Première exposition photographique pour les Invalides, autour de la question de la guerre menée en Afghanistan depuis 2001. Une exposition particulièrement réussie, qui montre des photographies d'une très grande qualité esthétique, qui nous pousse à réfléchir. Chacun y verra des sujets de préoccupations différentes en fonction de ses propres centres d'intérêt. En voici une lecture géographique. Toujours est-il que l'exposition interroge sur le sens de l'action militaire particulièrement ambiguë menée actuellement en Afghanistan, alors même que Barack Obama demande à la France l'envoi de 1.500 militaires supplémentaires, et que la question de l'engagement se pose au Sénat sans pour autant motiver des foules d'élus. Comme l'écrit Jean-Dominique Merchet : Mourir pour l’Afghanistan. Pourquoi nos soldats tombent-ils là-bas ? (Editions Jacob-Duvernet, Paris, 2008). On pourrait proposer de très nombreuses lectures de cette exposition, mais celle-ci entraîne d'abord dans les territoires du quotidien des combattants (militaires de la coalition internationale ou belligérants locaux divisés en factions rivales) et de la population civile, entre mobilités et immobilités.


Lire le compte-rendu de l'exposition sur le site des Cafés géo -->


2 commentaires:

Géolibertarien a dit…

Merci pour la quantité d'infos et la qualité des billets que vous publiez sur géo de la ville en guerre. C'est grâce à votre blog que j'ai pris connaissance de cette expo photo sur l'Afghanistan et ai souhaité la découvrir.

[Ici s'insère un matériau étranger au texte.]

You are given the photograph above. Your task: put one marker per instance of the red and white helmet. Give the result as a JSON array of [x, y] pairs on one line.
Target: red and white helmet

L'expo mérite le détour, ne serait-ce que par rapport à l'actualité. Mais c'est sa dimension artistique qui lui donne de la profondeur et lui confère un intérêt tout particulier. Sur ce point d'ailleurs, les sources étant des plus nombreuses et variées - des photos prises par les soldats eux-mêmes côtoyant celles de photographes professionnels -, on peut regretter que ne soient rassemblés davantage de clichés. L'expo semble plutôt réduite, et beaucoup ont du la quitter avec la sensation de rester sur leur faim, surtout s'ils en ont payé l'entrée plein tarif..

Il y a peut-être quelque chose de troublant à révéler une esthétique de la guerre, à déceler une poésie ou des harmonies dans un cataclysme, à rechercher voire avouer une beauté dans la destruction ou même l'horreur. Il y a cette photo d'Eric Bouvet, qui ouvre quasiment l'expo, d'une femme en bourka traversant sa ville ravagée. Et par-delà la souffrance d'une conscience déchirée, d'un corps sûrement meurtri, on ne voit bientôt plus qu'une improbable fluctuation de laquelle se meut une onde fantomatique, âme délicatement parée d'un doux voile bleu nuit, allégorie de l'allégresse, flottant nonchalamment dans un décor de ruines apparaissant soudain comme les cratères improbables d'une planète réservée aux purs esprits.. Il y a cette autre photo, également d'Eric Bouvet, d'un soldat face à une large vallée. On devine sur son dos un chargement de plusieurs dizaines de kilos. On suppose une peur qui sûrement de temps à autres lui tord le ventre. On appréhende la douleur des kilomètres qu'il reste à parcourir pour traverser le site. Et malgré tout cela, on reste fasciné devant le spectacle de ce paysage, autant qu'a pu l'être, plus encore d'ailleurs, le photographe, décidant en cet instant de capturer l'image. Voilà peut-être un paradoxe des guerres et du métier inclassable de militaire : au cœur de l'action, dans laquelle il faut s'engager totalement, sans retenu, au mépris du danger, surviennent pourtant, le temps de quelques mili-secondes, des micro-phases de contemplation, fugaces et surprenantes, qu'il faut savoir saisir. Action et contemplation se retrouvent étrangement imbriquées, la première provoquant et la seconde supportant, dans la situation extrême qui semblait les dissocier à jamais.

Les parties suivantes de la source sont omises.